So check this out. Emergent Christians and pomothinkers like to emphasize that the faith is a story with a storyline, and want to deemphasize the rigid creedal and doctrinal aspects of the faith. Let’s just leave that last bit aside for a moment, and take a closer look at these “story Christians.” The most striking and obvious thing about them is their cluelessness about the nature of the story they are in.
I know that a lot of biblical Christians want to contend for the faith once delivered, and want to argue this point with the emergents. And that’s fine with me because somebody has to do it. The Christian faith without dogma is not the Christian faith.
But the thing that leaves me gaping is the insistence on “story” from people who clearly have confused an exciting story with an interfaith roundtable discussion on PBS, in favor of the latter.
You want a story? Then kill the dragon. That’s a story. The Saracens are at the gates, a lot of them waving their immigration visas and promising to be good this time.
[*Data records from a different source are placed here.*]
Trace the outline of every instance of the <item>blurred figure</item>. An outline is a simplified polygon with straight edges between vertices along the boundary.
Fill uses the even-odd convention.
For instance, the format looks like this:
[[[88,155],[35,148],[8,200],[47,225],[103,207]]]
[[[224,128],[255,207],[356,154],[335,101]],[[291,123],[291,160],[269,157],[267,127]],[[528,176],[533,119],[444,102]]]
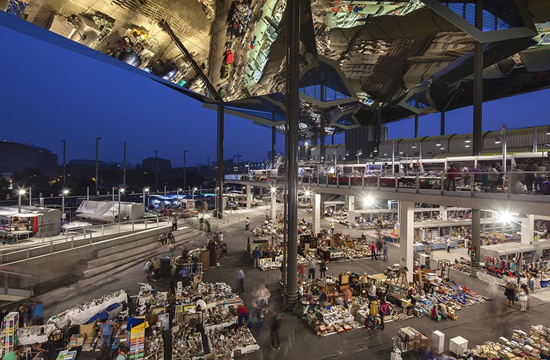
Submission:
[[[245,273],[242,269],[239,269],[236,271],[236,278],[239,280],[239,292],[245,292]]]
[[[279,330],[280,330],[280,315],[276,314],[271,323],[271,346],[272,350],[280,349],[280,339],[279,339]]]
Man the ramparts and beat them back from the city of your people. That would be a good story too. A beautiful virgin has been captured by an evil baron and is being held in a tower. Rescue her. That would be a story that the feminists wouldn’t like, but maybe it’s time for us to rescue them too.
Emergents and pomo-types want to tell us all a story, and they have no clear notion of how to tell the difference between a protagonist and antagonist.